Come si prospetta il futuro?

Ritengo, come ho scritto nel mio libro, che siamo quasi arrivati a un punto di non ritorno: sarebbe indispensabile avviare al più presto forme di “governance” che permettano veramente di guidare e orientare in modo non dispotico e autoritario, ma con procedure democratiche, molti aspetti della globalizzazione, cominciando a intaccare le disuguaglianze, cercando di ridurle, perché sono la fonte di una quantità di problemi che nel giro di qualche anno possono diventare esclusivi.
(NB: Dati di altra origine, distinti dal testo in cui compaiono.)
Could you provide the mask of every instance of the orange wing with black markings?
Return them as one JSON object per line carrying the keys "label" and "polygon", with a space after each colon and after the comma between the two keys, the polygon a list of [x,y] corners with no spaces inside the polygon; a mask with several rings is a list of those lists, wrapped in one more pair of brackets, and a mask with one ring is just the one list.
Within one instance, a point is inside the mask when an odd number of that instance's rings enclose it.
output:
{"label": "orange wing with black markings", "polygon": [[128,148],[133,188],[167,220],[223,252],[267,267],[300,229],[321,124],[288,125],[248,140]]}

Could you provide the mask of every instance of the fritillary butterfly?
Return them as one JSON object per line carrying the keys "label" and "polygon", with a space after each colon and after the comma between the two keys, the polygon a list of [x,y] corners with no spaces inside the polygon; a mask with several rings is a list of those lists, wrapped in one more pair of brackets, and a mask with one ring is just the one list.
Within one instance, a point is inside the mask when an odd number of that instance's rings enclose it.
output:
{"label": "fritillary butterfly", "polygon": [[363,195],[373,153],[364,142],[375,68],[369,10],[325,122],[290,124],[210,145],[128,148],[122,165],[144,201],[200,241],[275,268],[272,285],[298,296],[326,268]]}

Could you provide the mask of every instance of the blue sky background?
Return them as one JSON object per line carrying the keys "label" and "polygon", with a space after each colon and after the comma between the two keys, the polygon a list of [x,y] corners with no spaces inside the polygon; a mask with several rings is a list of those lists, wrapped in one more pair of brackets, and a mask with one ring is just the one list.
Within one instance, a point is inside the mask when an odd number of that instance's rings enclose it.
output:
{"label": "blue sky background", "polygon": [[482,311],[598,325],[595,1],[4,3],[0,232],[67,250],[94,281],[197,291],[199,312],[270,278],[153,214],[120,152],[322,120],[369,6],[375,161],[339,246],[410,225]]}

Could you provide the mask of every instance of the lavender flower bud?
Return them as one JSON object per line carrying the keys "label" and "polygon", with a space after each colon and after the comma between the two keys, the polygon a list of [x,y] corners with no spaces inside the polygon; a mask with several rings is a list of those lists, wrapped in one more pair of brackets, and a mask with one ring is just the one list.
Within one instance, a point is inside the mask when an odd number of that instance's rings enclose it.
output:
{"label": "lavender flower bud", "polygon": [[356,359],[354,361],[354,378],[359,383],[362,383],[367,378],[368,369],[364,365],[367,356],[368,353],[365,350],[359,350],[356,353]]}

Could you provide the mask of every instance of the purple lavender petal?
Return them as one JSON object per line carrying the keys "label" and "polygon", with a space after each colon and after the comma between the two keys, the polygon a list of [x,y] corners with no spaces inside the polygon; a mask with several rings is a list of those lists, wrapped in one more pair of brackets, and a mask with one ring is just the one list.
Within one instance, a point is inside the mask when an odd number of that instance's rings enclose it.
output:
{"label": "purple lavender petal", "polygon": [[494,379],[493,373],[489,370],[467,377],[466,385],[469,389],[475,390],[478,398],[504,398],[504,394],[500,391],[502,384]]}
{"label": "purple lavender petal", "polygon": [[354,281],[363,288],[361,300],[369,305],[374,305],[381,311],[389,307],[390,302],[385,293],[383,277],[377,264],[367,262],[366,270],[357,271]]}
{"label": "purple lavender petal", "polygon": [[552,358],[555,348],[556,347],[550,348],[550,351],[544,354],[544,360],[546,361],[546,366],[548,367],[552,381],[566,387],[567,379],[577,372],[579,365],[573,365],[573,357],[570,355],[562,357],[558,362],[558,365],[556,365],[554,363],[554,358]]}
Per esempio le immigrazioni ormai incontrollate alle quali stiamo assistendo sono dovute al fatto che se io guadagno 90 per fare il tuo stesso lavoro e tu stai nel Madagascar, probabilmente a un certo punto prendi una barca e vieni in Italia, o in Svizzera, perché il confronto di semidisuguaglianze diventa incontenibile. Dalla rabbia e dalla frustrazione nascono i flussi di emigrazione, e poi non ha nessun senso parlare di clandestinità o regolarità, che sono amenità del decennio scorso.

E così gli immigrati vengono sfruttati indiscriminatamente.

Un altro aspetto sgradevole della globalizzazione è proprio la forte riduzione della tutela sindacale accompagnata dalla forte contrazione del diritto del lavoro. I cosiddetti lavori flessibili possono semplicemente essere definiti come i lavori meno tutelati dal diritto elaborato nel corso del XX secolo.

Perché c’è poca tutela con la globalizzazione?

Perché le imprese hanno fretta, debbono produrre sempre più rapidamente, innovare continuamente, ridurre il costo del lavoro: migliaia di lavoratori nel mondo guadagnano dieci, quindici, venti volte meno, e ogni tutela viene spinta verso il basso. Noi abbiamo osservato ad esempio un forte aumento degli incidenti sul lavoro, a cominciare da quelli mortali che sono adesso ben quattro al giorno - 200 l’anno - più un milione di incidenti gravi e invalidanti.

Questo è un altro effetto perverso della globalizzazione, perché il costruttore edile preme sugli operai, sui muratori, sui carpentieri, sugli addetti a torcere i ferri, trascurando ogni misura di sicurezza, perché non c’è tempo e un’impresa non può passare tre mesi ad insegnare ai suoi operai come si mettono la cintura, il casco, le bretelle, i guanti. Appena assumono uno, lo buttano sul lavoro, e magari un paio di giorni dopo quello è morto.

Dunque la velocità è sicuramente un nemico della tutela perché induce a trascurare sia norme giuridiche sia misure passive di sicurezza, come badare a quello che si fa in presenza di ambienti pericolosi o di sostanze chimiche, come cautelarsi contro il rischio di cadute.